Robin (Cloud Native Storage)
CNS (Cloud Native Storage) by Robin is a storage solution for stateful, persistent container applications. Various data protection capabilities, including as synchronous and asynchronous storage replication, as well as snapshot and backup functionality, are included in the product.
It works with a variety of cloud providers and distributions, including OpenShift, Rancher, EKS, AKS, GKE, and others. It is accessible as a SaaS from some cloud providers and through multiple application marketplaces, such as Google and OpenShift. VMware Tanzu, in particular, is not supported. Robin provides user-friendly, consumption-based per-node-hour pricing, similar to public cloud alternatives, with discounts for annual subscriptions.
Some capabilities, such as (a)synchronous replication, necessitate installing the storage solution on both the source and target clusters. While CNS can reduce RPO and RTO, it can only be used by applications that are unable to take advantage of the application-level resilience provided by microservice design approaches, while delivering enough business value to justify the additional cost and complexity of running an always-on Kubernetes cluster plus the Robin components. CNS also doesn’t safeguard any data that isn’t stored on its storage volumes, including RDS databases, which limits the usefulness of its data protection measures.
Robin’s full control and visibility of the Kubernetes objects and underlying storage is a fundamental feature of the storage layer.
To preserve and replicate all Kubernetes objects and constructs, the data protection capabilities directly incorporate Kubernetes metadata and settings. CNS provides scripts for common data services like MongoDB, Cassandra, MSSQL, MySQL, Oracle, DB2, and PostgreSQL, and the storage layer is CSI-compliant, making it easy to quiesce storage volumes during backups and snapshots.
CNS enables local and remote snapshots, backups to a different repository (local or remote), synchronous replication between storage volumes (across two Availability Zones utilizing a stretched-cluster arrangement), and multi-site asynchronous replication (with multi-cloud or replication across availability zones supported).
Robin excels in instances involving migrations across heterogeneous environments, such as migrations from on-premises to cloud or cloud-to-cloud. The replication features of the storage layer provide a clear benefit for migrations, making it simple to move a full application, including its storage, from on-premises to the public cloud. The same may be said for cloning applications for development and testing. Robin must be installed on the target cluster for these scenarios to work. Backups can also only be restored to Robin’s storage volumes.
The GUI provides a monitoring dashboard and troubleshooting tools, as well as mature Kubernetes-based RBAC for self-service and multi-tenancy with multi-cluster functionality.
At the application level, all backups are encrypted in-flight and at rest, with support for external key management. S3-compatible object storage platforms, public cloud storage services such as Google Cloud Storage and Microsoft Azure Blob, and on-premises storage solutions through NFS are also viable backup targets.
Many malware and security features are missing from CNS. While the solution supports immutable backups on WORM-compliant object storage, it lacks security scanning capabilities.
CNS is an attractive all-in-one alternative for storage and data security for edge use cases, such as air-gapped (or “black”) clusters for 5G-in-a-box use cases, when combined with other Robin products like MDCAP.
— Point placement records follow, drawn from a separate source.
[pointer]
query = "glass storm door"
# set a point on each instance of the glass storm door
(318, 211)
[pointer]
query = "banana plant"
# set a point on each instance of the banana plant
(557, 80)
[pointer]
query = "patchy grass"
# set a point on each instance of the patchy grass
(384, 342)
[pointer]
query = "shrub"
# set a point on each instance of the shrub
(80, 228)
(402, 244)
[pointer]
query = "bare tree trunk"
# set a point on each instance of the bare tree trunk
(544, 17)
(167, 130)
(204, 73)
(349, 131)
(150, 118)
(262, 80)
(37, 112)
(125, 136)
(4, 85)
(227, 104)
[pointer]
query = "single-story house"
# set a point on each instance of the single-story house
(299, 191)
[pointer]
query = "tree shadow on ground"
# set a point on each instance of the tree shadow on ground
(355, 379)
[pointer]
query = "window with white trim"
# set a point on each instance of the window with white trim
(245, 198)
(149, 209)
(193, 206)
Strengths: End-to-end solution with a cost-effective pricing strategy that is nicely integrated with Kubernetes. Large companies who consider the data protection elements integrated into a storage system acceptable can benefit from multi-cluster and self-service capabilities. For those applications that require it, the (a)synchronous replication features provide minimal RTO and RPO capabilities. Low-downtime migration situations benefit from the storage layer’s flexibility. For users who are new to Kubernetes, the user-friendly GUI and CLI are extremely useful.
Challenges: Because data protection is not an independent product but rather a component of the Robin storage solution, it is limited to apps that run on Robin storage. Even though the pricing is competitive, some of the capabilities require CNS to operate on the target cluster, which increases the cost. The number of restores is restricted.
Restores are confined to Robin-based volumes, and security features are limited.